Feminism is on fire and what better way to highlight all facets of it than through the amazing direction from Amy Poehler. Based on the book (of the same name) from Jennifer Mathieu, Moxie introduces us to best friends Claudia (Lauren Tsai) and (Hadley Robinson) Vivian. Vivian, a shy 16-year-old, is inspired by her Mom’s (Amy Poehler) rebellious past to call out sexism at her school by publishing an anonymous magazine. In the process, her self-published magazine causes an uproarious, uprising amongst the student body revealing secrets and creating conflict amongst friends and foes.
For me, this film picks up where Mean Girls and Booksmart left off for young women and the issues experienced while navigating high school with all the awkwardness, moodiness and unexpectedly unapologetic moments that come along with it. Watching Vivian and Claudia’s friendship unravel from a tight knit do or die to a complete and utter schism was so indicative of being a teenager, yet a reminder of how important it is to listen and learn devoid of judgement. Heavy issues revolving around rape, racism and sexism are handled NOT with kid gloves, but with grit and honesty through the words adapted by Tamara Chestna and Dylan Meyer.

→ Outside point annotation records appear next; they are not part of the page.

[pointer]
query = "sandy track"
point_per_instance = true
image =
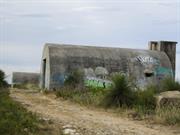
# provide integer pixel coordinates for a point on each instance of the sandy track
(86, 121)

Performances are consistently fantabulous all the way around especially from Lauren Tsai, Hadley Robinson, Patrick Schwarznegger, Amy Poehler, Alycia Pascual-Pena, Nico Hiraga, Ike Barinholtz, Marcia Gay Harden and Clark Gregg. I particularly love the tender relationship between Seth and Vivian. Seth’s ability to support Vivian knowing she is strong, opinionated and independent was refreshing to see in a teen dramedy. Patrick Schwarznegger is pitch perfect as Mitchell, the bad boy in every sense of the word that you want to hate but are fascinated with his cluelessness. Alycia Pascual-Pena is pure fire as the new feminist on the block shaking things up while leaving no prisoners behind.
Existing in a world where work from the Suffragette’s, women of the 70’s and those who coordinated the historic Women’s Marches in the 21st century, it has become more imperative than ever to ensure our voices, rights and integrity as a gender do not continue to be comprised, ignored and disrespected. A lesson that is continuing on through this cinematic mantra for women’s rights.
Moxie, currently streaming via Netflix, may have a few pacing issues here and there, but overall it’s a film that definitely deserves to be seen.